WIMB £100 RUNNER UP PRIZE WINNER LOUISE TAYLOR

LOUISE TAYLOR.JPG

A Woman’s Role is in the Revolution

I was bored. By Louise Taylor 

“You cannot buy the revolution. You cannot make the revolution. You can only be the revolution. It is in your spirit, or it is nowhere.” 

Ursula K. Le Guin.

I can’t say it was completely out of boredom that I became a political and environmental activist, but it certainly played a part. I was bored with being underestimated, bored with being overlooked, bored with being told how I should behave, act and think. Bored with the unwritten rules that I was supposed to follow, bored with how my body, my life and my future had been thrown into complete turmoil because I was born with a vagina and could give birth. 

I was bored of doctors not listening to or believing my concerns. I was bored with being misdiagnosed, invalidated, gaslighted, harassed and silenced. I was bored by overly confident, overpaid and incompetent men dictating to me because they can succeed in systems created by them which work predominantly for them. I was bored by masculine thinking and tendencies dominating the most highly paid roles and careers and I was very bored by listening to men debate on issues that don’t affect them or their bodies. I was bored by men in power abusing that power and congratulating women who behaved like them; women behaving like men to get paid the same as men is very boring to me. I was bored by billionaires - Bill Gates. Jeff Bezos and Elon Musk are so boring and obscenely boringly wealthy, I almost can’t bear it. 

I was bored by HIStory and all these successful men doing all these amazing things for humanity with so little women about, because women can’t do men things which are important, until all the men die and there is nothing more for it than a woman to become queen. I was bored by medicine, bored by the stock market, bored by the destruction of our planet. I was bored by capitalism, bored by misogyny, bored by patriarchy, bored by prime ministers talking crap and politicians squabbling amongst themselves whilst peace walls were attacked by our peace babies. I was bored by MLAs and Councillors in shiny cars, working in big buildings, doing important things whilst ignoring the climate science, the youth strikers and the pleas concerning our future. 

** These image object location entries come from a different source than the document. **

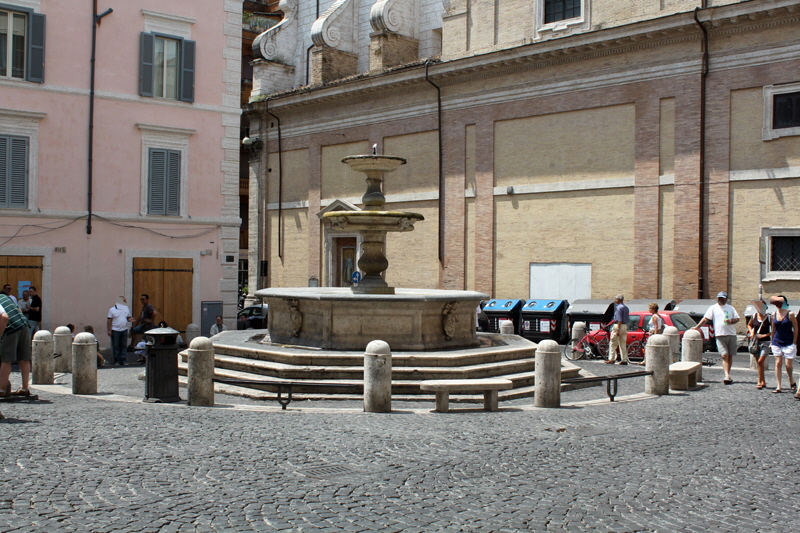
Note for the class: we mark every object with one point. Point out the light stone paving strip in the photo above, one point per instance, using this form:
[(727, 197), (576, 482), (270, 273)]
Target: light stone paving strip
[(715, 459)]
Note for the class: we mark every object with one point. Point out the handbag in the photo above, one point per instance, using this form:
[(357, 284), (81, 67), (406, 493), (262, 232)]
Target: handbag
[(755, 344)]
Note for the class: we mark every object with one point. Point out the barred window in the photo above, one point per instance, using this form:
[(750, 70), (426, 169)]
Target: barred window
[(786, 110), (555, 10), (785, 254)]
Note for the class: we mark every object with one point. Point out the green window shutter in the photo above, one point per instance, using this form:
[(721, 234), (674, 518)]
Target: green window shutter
[(18, 184), (187, 71), (36, 47), (146, 64), (157, 177), (173, 185), (14, 172)]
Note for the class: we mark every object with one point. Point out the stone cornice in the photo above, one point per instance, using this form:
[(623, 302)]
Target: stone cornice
[(673, 29)]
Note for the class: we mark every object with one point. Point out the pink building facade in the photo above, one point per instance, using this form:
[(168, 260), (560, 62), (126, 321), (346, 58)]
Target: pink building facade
[(157, 210)]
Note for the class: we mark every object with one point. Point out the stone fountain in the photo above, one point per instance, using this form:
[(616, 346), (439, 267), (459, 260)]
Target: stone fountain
[(335, 318)]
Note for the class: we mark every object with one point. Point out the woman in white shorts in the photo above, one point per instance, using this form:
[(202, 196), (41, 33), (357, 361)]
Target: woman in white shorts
[(784, 339)]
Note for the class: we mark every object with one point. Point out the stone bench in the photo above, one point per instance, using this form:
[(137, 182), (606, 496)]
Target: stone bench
[(443, 388), (683, 375)]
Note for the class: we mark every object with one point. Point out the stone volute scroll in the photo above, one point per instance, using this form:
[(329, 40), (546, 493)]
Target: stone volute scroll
[(278, 42), (336, 27), (275, 51), (396, 16)]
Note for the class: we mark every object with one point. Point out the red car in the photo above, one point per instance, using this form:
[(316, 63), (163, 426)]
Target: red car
[(638, 328)]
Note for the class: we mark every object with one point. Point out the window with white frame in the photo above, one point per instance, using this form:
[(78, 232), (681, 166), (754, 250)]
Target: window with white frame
[(164, 182), (556, 10), (780, 255), (21, 44), (167, 67), (165, 156), (781, 111)]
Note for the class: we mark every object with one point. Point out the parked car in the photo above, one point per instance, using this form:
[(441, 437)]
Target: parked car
[(639, 327), (255, 317)]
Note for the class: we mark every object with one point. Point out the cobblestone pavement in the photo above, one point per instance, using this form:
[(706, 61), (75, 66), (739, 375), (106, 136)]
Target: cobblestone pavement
[(722, 458)]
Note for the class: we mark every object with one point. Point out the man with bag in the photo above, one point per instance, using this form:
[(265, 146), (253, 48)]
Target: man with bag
[(15, 345), (723, 316)]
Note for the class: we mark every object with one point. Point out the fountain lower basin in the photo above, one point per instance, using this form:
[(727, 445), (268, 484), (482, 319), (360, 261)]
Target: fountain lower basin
[(335, 318)]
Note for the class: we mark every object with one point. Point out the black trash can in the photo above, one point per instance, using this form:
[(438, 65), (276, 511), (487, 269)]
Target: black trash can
[(595, 313), (161, 375), (544, 319), (499, 310)]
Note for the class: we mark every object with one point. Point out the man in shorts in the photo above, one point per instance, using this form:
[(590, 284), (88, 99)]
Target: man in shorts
[(723, 316), (15, 345)]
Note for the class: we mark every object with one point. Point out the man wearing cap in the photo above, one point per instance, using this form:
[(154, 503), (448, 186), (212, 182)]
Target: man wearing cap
[(723, 317), (619, 333), (117, 324)]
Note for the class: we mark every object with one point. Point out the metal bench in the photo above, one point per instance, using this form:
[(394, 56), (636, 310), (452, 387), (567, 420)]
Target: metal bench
[(611, 380), (443, 388), (283, 386)]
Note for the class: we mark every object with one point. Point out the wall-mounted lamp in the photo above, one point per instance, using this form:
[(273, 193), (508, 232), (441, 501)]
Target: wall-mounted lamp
[(253, 146)]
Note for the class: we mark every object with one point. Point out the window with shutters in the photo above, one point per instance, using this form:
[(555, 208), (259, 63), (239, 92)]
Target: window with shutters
[(13, 172), (559, 18), (167, 67), (21, 45), (164, 189)]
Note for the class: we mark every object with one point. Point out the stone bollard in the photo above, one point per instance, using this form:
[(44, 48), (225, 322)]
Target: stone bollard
[(693, 350), (84, 364), (62, 347), (200, 373), (671, 332), (578, 330), (548, 375), (42, 372), (377, 378), (192, 332), (657, 359)]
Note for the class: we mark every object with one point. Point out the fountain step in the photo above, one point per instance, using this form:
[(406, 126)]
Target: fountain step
[(401, 389), (272, 369)]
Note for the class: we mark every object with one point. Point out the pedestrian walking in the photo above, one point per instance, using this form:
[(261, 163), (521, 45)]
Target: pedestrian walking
[(15, 345), (34, 310), (218, 326), (759, 331), (619, 333), (784, 339), (723, 316), (119, 318), (145, 322)]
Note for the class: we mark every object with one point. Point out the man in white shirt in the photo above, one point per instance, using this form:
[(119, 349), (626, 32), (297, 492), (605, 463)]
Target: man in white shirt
[(118, 318), (723, 316), (219, 327)]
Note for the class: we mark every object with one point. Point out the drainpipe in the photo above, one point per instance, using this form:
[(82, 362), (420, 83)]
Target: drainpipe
[(95, 22), (441, 164), (280, 180), (701, 229)]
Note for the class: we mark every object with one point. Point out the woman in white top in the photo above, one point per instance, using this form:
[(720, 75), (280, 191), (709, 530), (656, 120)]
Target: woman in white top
[(655, 324)]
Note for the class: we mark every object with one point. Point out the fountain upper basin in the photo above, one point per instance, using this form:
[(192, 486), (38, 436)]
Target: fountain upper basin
[(334, 318)]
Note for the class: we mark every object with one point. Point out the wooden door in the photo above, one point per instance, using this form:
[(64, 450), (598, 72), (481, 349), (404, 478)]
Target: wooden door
[(15, 268), (168, 282)]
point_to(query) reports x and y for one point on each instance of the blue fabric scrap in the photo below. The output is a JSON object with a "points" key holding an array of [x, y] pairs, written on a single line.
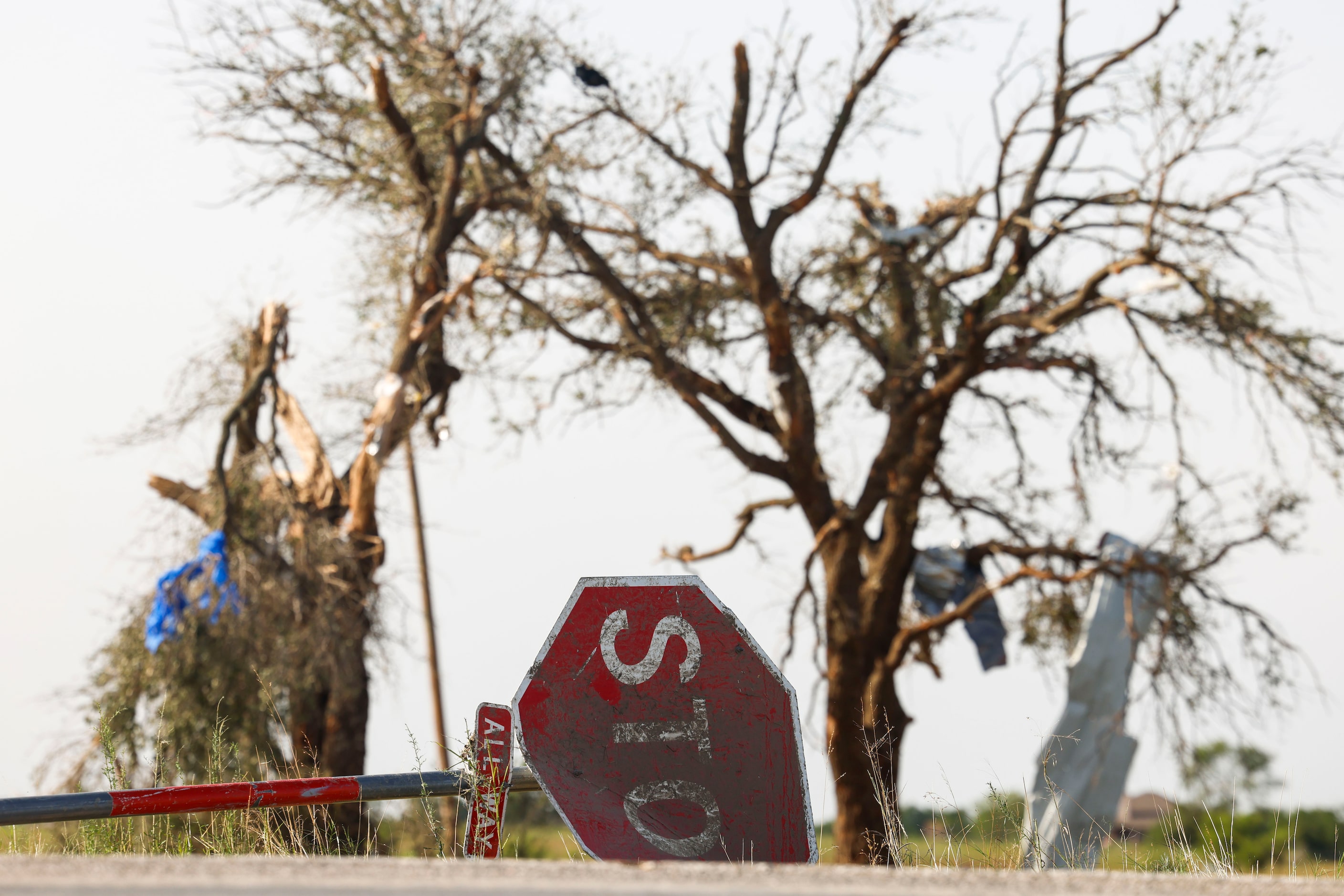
{"points": [[171, 592], [943, 577]]}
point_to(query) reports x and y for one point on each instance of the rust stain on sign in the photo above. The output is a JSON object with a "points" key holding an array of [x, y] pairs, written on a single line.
{"points": [[661, 730]]}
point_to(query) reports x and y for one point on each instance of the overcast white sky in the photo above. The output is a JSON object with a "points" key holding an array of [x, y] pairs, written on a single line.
{"points": [[119, 260]]}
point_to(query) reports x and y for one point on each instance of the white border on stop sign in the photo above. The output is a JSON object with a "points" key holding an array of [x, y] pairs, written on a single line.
{"points": [[656, 581]]}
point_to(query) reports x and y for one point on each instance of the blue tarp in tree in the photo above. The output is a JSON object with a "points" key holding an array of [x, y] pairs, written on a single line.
{"points": [[943, 577], [171, 592]]}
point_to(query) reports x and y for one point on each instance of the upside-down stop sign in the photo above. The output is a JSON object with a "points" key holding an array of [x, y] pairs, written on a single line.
{"points": [[661, 730]]}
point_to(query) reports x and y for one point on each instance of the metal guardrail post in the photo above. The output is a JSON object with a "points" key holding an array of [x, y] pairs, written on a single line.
{"points": [[245, 794]]}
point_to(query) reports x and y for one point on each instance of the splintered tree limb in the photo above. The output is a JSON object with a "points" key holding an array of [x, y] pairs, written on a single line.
{"points": [[273, 320], [388, 422], [686, 554], [316, 481], [193, 499]]}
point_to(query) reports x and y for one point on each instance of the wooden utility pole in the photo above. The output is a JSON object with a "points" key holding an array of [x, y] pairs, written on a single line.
{"points": [[436, 688]]}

I was bored of being educated and overlooked. I was bored of being autistic and ignored. I was bored of being disabled and abused. I was bored by being continuously let down by systems, services and institutions that appear to have been set up to primarily serve those they pay. I was bored of watching people suffer and most people doing nothing about it. I was bored of the women being killed for walking home alone. I was bored by young men jumping off bridges, I was bored by the lack of hope, I was bored by the lack of action, I was bored by the lies, the greed and the neglect. I’m not bored with being a woman, I am bored with being in a world that celebrates the wrong things. A world that celebrates competition, profit, military strength, insane personal wealth and mindless consumerism. Women are leading the revolution, because many women, like me, are bored of being forced to participate in sick societies that have been thrust upon us.

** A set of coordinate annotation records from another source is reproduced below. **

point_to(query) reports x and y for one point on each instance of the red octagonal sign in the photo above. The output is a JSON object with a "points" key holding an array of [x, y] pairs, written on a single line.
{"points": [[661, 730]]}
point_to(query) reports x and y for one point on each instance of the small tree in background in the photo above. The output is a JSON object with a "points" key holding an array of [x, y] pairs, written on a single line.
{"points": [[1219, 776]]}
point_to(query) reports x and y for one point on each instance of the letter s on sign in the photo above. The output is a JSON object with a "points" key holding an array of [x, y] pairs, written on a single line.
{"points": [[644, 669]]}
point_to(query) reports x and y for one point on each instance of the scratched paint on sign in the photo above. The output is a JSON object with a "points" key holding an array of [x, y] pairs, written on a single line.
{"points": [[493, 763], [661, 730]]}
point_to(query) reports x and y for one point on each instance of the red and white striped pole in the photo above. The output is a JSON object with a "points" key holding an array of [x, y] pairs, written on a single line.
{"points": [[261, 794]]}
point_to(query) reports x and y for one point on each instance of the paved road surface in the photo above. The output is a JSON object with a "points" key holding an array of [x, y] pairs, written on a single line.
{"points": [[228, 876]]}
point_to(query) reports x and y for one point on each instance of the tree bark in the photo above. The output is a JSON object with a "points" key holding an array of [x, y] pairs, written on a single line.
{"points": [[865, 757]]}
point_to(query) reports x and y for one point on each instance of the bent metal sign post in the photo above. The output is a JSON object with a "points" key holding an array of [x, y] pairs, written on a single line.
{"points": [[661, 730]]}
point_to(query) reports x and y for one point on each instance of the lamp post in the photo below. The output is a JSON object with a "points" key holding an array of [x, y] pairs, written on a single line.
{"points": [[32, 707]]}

I’ve heard two things recently that resonated with me as a forty-something year old female. The first being that life often plays out in two halves, the first half is trying to become someone, and the second half is about truly becoming yourself. The other was about how women past the age of forty become a law onto themselves. Both are true for me, and both relate to activism, agency, hope and all of those relate to creating a space for revolution to occur. Those who believe we don’t need a revolution are generally benefitting from the status quo, in my opinion if it isn’t working for everyone, it isn’t working. In the famous words of the glorious, groundbreaking and incredible feminist Angela Davis- “I’m no longer accepting the things I cannot change. I’m changing the things I cannot accept”.

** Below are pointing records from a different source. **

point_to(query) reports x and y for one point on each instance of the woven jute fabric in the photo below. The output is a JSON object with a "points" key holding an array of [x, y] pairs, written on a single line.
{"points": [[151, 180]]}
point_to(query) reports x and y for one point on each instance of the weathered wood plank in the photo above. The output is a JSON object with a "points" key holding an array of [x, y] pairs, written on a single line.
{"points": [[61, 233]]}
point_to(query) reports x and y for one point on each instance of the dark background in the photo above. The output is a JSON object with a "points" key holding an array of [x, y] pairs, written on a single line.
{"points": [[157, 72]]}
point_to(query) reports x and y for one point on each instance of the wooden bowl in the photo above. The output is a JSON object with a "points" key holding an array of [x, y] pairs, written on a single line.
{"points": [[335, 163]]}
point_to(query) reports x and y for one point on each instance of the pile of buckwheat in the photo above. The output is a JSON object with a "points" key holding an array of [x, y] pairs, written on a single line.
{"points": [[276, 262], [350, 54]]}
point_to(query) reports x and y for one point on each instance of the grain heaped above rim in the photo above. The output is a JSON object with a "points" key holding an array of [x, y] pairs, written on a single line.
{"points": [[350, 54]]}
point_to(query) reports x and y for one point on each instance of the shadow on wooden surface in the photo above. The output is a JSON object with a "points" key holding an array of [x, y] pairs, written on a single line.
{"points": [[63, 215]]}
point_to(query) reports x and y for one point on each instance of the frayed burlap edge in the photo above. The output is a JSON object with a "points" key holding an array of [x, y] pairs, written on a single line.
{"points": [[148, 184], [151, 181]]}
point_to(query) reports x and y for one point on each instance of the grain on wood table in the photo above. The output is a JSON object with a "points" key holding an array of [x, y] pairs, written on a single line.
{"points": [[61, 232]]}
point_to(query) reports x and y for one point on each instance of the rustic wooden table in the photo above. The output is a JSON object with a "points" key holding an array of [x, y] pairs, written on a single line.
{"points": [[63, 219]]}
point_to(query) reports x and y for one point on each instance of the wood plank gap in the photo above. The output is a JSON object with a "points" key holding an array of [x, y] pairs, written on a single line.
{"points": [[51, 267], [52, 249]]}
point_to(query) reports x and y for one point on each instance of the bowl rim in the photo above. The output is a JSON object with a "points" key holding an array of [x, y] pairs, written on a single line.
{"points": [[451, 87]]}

Revolutions change the trajectory of life and society and whilst no revolution speaks for all, many women know that the game is rigged, and the die has been set. Women in academia know that and women in many high-end business sector jobs know that too. It has been a man’s world for far too long and the greatest trick and triumph of patriarchy and misogyny has been the widespread misunderstanding and misuse of the word feminism. Feminism is often associated with attacking men, which is such a strong signal of misappropriation it is almost laughable. Laughable if it wasn’t so dangerous. It is frustrating living in a society where most people associate feminism with man hating as opposed to equity loving. Where I am taxed for menstruating and condemned for my fertility if rape, incest or any other sexual misadventures may expose my innate vulnerability through my reproductive capabilities. My feminism is rooted in life loving and an obsession with justice, integrity and equality. Feminism is not about men; it is about humanity. 

Birth is when I started rebelling and death is when it will no doubt end, because injustice busting is in my DNA and revulsion to prejudice, and discrimination is deeply rooted in my psyche. I have birthed other people, and this increased my rebellion propensities rather than tempered them. ‘Why?’ you may not ask, because I gave birth to two girls. Thus, my revolutionary credentials increased threefold, and as I watch them grow and effortlessly challenge gender norms; I feel a strong sense that the youth are the true revolutionaries. Revolution seems the only choice, I did not consciously choose to be revolutionary; it seems like Lady Gaga and many other bored women- ‘I was born that way’.